Todos os anos durante o Carnaval, o Brasil Acompanha os desfiles das Escolas de Samba e cada brasileiro torce pela Agremiação preferida. Atualmente, as Agremiações participantes, conhecidas como “Escolas de Samba” movimentam milhões de reais e a disputa nas cidades de São Paulo e do Rio de Janeiro são transmitidas ao vivo em rede nacional com ampla audiência.

Neste esteio, até que ponto a competição entre as “Escolas de Samba” pode se enquadrar no conceito de esporte? Para obter a resposta, é necessário identificar os elementos que compõem o conceito de esporte.

Em sentido amplo, conforme exposto na Carta Européia do Esporte (Rodas, 1992) esporte define-se como “todo tipo de atividades físicas que, mediante uma participação, organizada ou de outro tipo, tenham por finalidade a expressão ou a melhora da condição física e psíquica, o desenvolvimento das relações sociais ou a obtenção de resultados em competições de todos os níveis”.

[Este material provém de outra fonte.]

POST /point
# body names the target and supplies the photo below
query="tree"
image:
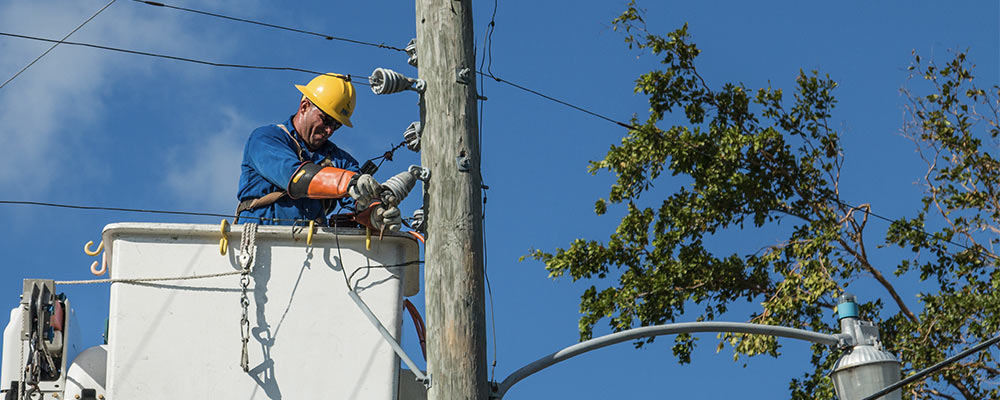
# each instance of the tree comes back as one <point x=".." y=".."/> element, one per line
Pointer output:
<point x="755" y="160"/>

Neste mesmo sentido dispõe o Manifesto sobre o Esporte elaborado pelo Conselho Internacional para a Educação Física e o Esporte (CIEPS) em colaboração com a UNESCO (México, 1968) que conceitua esporte como “toda atividade física com caráter de jogo, que adote uma forma de luta consigo mesmo ou com os demais ou constitua uma confrontação com os elementos naturais.”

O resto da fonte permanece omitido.